Of thirty-one candidate genes examined by Q-PCR, 22 (71%) demonstrated significant and verifiable changes in abundance, but only when modeled to take into account HF, age, sex, and their interactions (Table 3). Only five putative HF-responsive transcripts were linked to HF irrespective of sex or age. Eight transcripts demonstrated HF-associated changes in expression, which varied by sex. Some of these involved only one sex (Cnn1), whereas other transcripts, like those for Grp58, demonstrated opposite effects in men and women. One of the transcripts analyzed in the present study demonstrated a HF response that varied only as a function of age (Mars^ΔCtG). Eight others demonstrated complex interactions, involving HF, sex, and age. Three of the 22 putative HF gene products, irrespective of normalization procedure, were not regulated as a function of HF (Ngp1, CD163, Npat).

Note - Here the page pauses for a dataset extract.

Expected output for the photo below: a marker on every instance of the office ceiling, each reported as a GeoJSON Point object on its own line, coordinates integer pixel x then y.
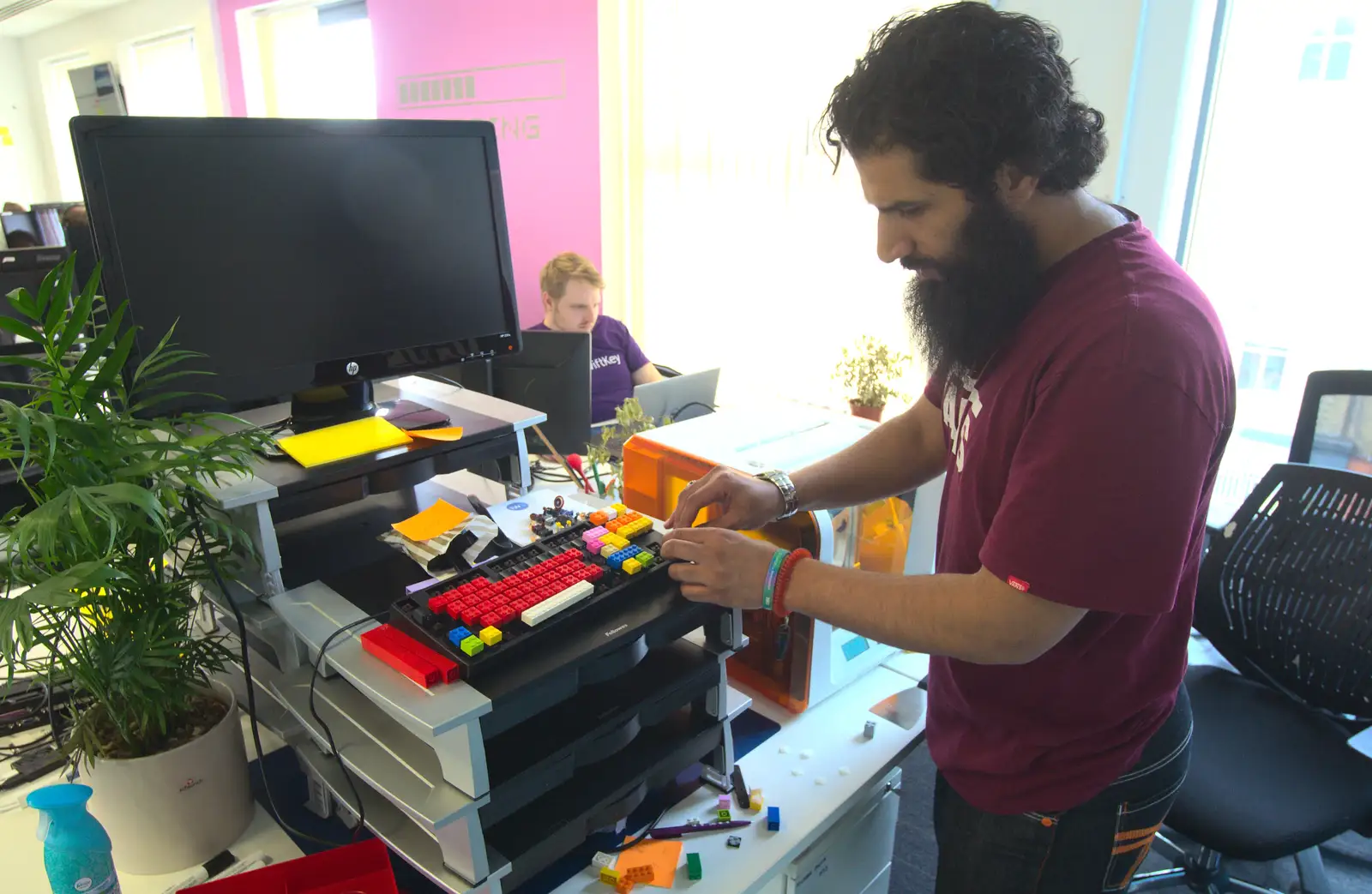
{"type": "Point", "coordinates": [20, 18]}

We used Casq2 and Gapd for normalization purposes. Casq2, a sarcoplasmic reticulum-restricted protein, should be restricted to cardiomyocytes, whereas Gapd, a metabolic enzyme involved in glycoloysis, should be present in all cells within the heart. Because the microarray analyses are derived from labeling of total cardiac mRNA, data normalized with Gapd, an indicator of total cardiac mRNA, would be expected to correlate more closely with that from microarrays; however, 19 putative HF-genes transcripts were identified by both Casq2 and by Gapd. Only 16 of these putative HF-gene transcripts were common to both normalization procedures. Differences between the two normalizing control genes, however, may be indicative of sample heterogeneity (i.e., the relative contribution of myocytes and nonmyocytes in each sample), another source of biological variation.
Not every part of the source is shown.